The undersigned Responsible Officer of the Parent hereby certifies as of the date hereof that [she][he] is the [ ] of the Parent, and that, in [her][his] capacity as such, she is authorized to execute and deliver to the holders of Notes this Compliance Certificate, and that:
1. The financial covenant analyses and information set forth on Schedule II attached hereto are true and accurate on and as of the Financial Statement Date referred to above.
2. Set forth on Schedule III attached hereto is a true and accurate calculation of Unencumbered Total Asset Value as of the last day of the fiscal period covered by this Compliance Certificate.
3. Schedule IV attached hereto is a true, correct and complete list of all Unencumbered Properties as of the Financial Statement Date referred to above. Each Unencumbered Property listed on Schedule IV satisfies the criteria set forth in the definition of “Unencumbered Property Criteria” appearing in the Note Purchase Agreement.

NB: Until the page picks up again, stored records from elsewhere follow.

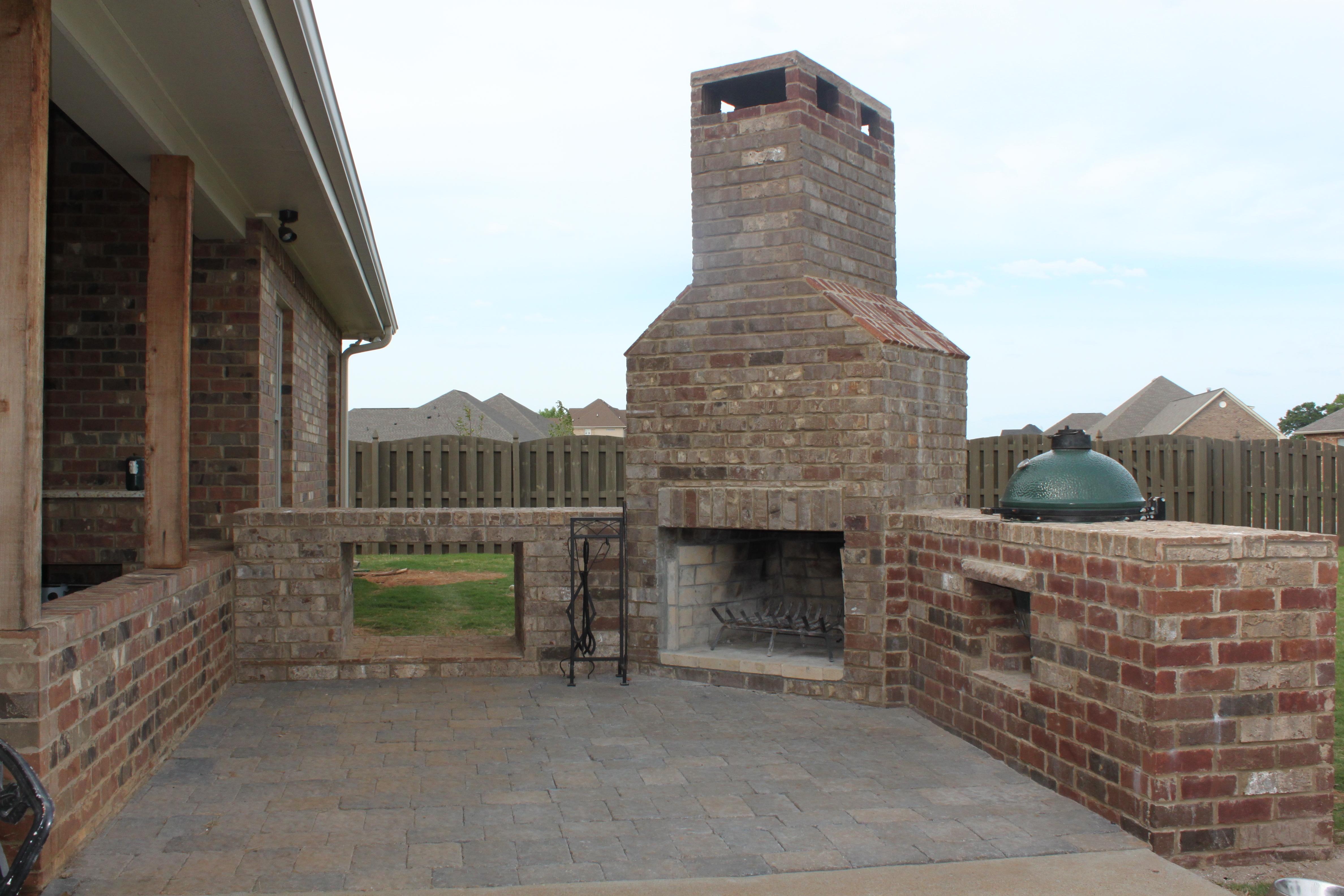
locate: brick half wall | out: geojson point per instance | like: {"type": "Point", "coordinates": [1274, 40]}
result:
{"type": "Point", "coordinates": [1182, 676]}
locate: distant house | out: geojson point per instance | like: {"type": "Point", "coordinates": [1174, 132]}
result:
{"type": "Point", "coordinates": [1080, 421]}
{"type": "Point", "coordinates": [1330, 429]}
{"type": "Point", "coordinates": [451, 414]}
{"type": "Point", "coordinates": [599, 418]}
{"type": "Point", "coordinates": [1166, 409]}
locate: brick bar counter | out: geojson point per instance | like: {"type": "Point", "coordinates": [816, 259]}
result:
{"type": "Point", "coordinates": [1181, 676]}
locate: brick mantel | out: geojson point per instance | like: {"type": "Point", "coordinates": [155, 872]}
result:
{"type": "Point", "coordinates": [1182, 676]}
{"type": "Point", "coordinates": [816, 510]}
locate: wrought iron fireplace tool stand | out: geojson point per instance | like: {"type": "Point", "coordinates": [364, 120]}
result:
{"type": "Point", "coordinates": [19, 796]}
{"type": "Point", "coordinates": [592, 540]}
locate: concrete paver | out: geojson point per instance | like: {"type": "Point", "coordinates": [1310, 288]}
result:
{"type": "Point", "coordinates": [404, 785]}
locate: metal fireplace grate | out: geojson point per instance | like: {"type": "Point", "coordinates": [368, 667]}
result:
{"type": "Point", "coordinates": [783, 619]}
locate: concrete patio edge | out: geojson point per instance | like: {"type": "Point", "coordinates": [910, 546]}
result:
{"type": "Point", "coordinates": [1130, 872]}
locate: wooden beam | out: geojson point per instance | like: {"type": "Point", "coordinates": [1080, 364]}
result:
{"type": "Point", "coordinates": [169, 361]}
{"type": "Point", "coordinates": [25, 91]}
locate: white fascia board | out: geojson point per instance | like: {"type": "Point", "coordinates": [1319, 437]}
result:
{"type": "Point", "coordinates": [291, 35]}
{"type": "Point", "coordinates": [1252, 412]}
{"type": "Point", "coordinates": [95, 35]}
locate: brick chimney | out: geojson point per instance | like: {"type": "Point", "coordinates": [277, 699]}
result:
{"type": "Point", "coordinates": [792, 176]}
{"type": "Point", "coordinates": [785, 404]}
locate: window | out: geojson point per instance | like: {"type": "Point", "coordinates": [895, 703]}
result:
{"type": "Point", "coordinates": [277, 406]}
{"type": "Point", "coordinates": [870, 121]}
{"type": "Point", "coordinates": [760, 89]}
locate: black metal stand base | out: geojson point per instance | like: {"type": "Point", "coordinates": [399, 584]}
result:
{"type": "Point", "coordinates": [592, 540]}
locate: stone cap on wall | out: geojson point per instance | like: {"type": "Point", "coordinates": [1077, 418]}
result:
{"type": "Point", "coordinates": [885, 318]}
{"type": "Point", "coordinates": [1158, 542]}
{"type": "Point", "coordinates": [816, 510]}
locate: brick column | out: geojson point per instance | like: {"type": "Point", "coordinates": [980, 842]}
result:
{"type": "Point", "coordinates": [25, 83]}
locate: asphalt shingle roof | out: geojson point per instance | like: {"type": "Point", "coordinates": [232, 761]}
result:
{"type": "Point", "coordinates": [1328, 424]}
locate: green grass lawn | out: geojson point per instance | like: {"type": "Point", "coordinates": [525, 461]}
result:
{"type": "Point", "coordinates": [1339, 694]}
{"type": "Point", "coordinates": [480, 608]}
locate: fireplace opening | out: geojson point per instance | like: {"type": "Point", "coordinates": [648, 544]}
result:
{"type": "Point", "coordinates": [752, 601]}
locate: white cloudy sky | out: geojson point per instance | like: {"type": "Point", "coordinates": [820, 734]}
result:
{"type": "Point", "coordinates": [1088, 194]}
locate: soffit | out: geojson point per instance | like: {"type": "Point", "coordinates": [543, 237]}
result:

4. Attached hereto as Schedule V is a true, correct and complete copy of each modification, amendment or supplement to the Organization Documents of the Parent, Care GP and the Company that has become effective during the fiscal quarter ended on the Financial Statement Date referred to above.
5. No Default or Event of Default has occurred and is continuing. [Or, if applicable: The following [Default(s)][Event(s) of Default] [has][have] occurred and are continuing: [ ].] [Specify the nature and period of
existence of each Default/Event of Default and what action the Parent, the Company, Care GP or any Subsidiary shall have taken or proposes to take with respect thereto.]
[6. [Include the following at all times following the date on which Subsidiary Guarantors are required: Schedule VI sets forth a list of all Subsidiaries that are Subsidiary Guarantors, and each Subsidiary that is required as of the date hereof to be a Subsidiary Guarantor pursuant to Section 9.7 of the Note Purchase Agreement is a Subsidiary Guarantor.]